Reviews

Old King Cole

The spirit of Ken Campbell’s bushy eyebrows hovers over Rebecca Gatward’s rip-roaring production. Anarchic, larger-than-life, wildly animated and just a little bit spiky, the gravel-voiced comedian’s most famous features have a lot in common with his play, updated since its first outing at Stoke-on-Trent in the late Sixties.

Remember the nursery rhyme about the merry old soul calling for his pipe, his bowl and his fiddlers three? OK, you can forget that. There is a fiddler mixed up in the mayhem, but he doesn’t actually play the violin (although, like everyone else, he fiddles quite a bit).


King Cole (Malcolm James) lives in Buckingham Palace with a consort named Brenda, played by Angela Bain in a neat hat and with a handbag clamped to her arm. Remind you of anyone? These two have a sweet but daffy daughter called, appropriately, Daphne, who is to be married off to the winner of a sporting contest between a dusty Elizabethan courtier called Baron Wadd (who may be one those men in tights off-duty from the House of Lords) and an impossibly glamorous blond hero with pneumatic thighs who has leapt straight from the pages of a True Love strip, Cyril the Fiddler (James Cash).

The whole thing is stage-managed with magnificent ineptitude by the Amazing Faz (Nick Raggett) and his skinny assistant, the dopy Twoo (Ben Fox) whose floor-skimming coat contains pockets overflowing with treats delightful to a princess, such as Day-Glo lollypops and ice-cream cones. Faz has been offered a stash by the spindly Wadd (Daniel Crute) to fix the contest, but somehow, despite elaborate cheating, things go just a bit wrong. In any case Daphne (wide-eyed Leah Fletcher) has fallen for Twoo by now and the second half of the show concentrates on subverting the intended royal wedding (with the aid of a gutted washing machine and a ton weight) and getting the sweethearts together without any yucky kissing to mess up their bliss.

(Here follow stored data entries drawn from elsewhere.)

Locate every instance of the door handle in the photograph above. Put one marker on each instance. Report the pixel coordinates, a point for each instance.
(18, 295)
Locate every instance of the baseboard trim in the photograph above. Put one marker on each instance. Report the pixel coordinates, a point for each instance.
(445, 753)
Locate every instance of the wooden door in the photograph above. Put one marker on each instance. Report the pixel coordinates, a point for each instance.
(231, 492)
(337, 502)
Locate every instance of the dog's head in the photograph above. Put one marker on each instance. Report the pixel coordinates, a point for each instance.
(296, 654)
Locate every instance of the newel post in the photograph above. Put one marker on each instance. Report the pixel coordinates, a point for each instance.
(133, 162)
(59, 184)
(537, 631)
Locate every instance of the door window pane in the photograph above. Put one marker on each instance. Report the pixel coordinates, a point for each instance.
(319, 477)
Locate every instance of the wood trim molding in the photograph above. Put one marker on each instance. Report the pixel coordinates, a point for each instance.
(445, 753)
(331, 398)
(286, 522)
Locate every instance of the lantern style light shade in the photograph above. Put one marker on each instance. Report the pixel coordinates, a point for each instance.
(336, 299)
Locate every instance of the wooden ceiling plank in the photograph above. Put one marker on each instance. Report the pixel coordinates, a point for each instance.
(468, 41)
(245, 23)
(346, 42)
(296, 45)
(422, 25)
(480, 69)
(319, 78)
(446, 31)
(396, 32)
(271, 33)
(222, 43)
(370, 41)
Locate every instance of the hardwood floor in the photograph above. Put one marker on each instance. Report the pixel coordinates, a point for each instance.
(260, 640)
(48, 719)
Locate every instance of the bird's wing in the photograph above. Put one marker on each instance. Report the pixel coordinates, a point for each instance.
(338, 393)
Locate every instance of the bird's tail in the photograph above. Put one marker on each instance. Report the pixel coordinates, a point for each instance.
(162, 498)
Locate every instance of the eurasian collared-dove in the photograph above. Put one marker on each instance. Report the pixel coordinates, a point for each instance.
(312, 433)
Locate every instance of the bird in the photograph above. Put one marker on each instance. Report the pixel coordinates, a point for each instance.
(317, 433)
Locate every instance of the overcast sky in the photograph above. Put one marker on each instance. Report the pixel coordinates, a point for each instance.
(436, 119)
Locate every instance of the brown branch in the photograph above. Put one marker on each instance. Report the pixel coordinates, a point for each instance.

The initial scene-setting is a bit pedestrian: Raggett and Fox are not Laurel and Hardy, but they get into their stride pretty soon and Faz’s addiction to sausaging is a delight. Twoo repeatedly proffers, with appropriate panache, a silver case of cigar-like bangers and neatly trims the tip off each as required.

The whole thing is silly. Wonderfully silly. There are few plays which can make a five-year-old and her parents chuckle simultaneously, but this is one of them.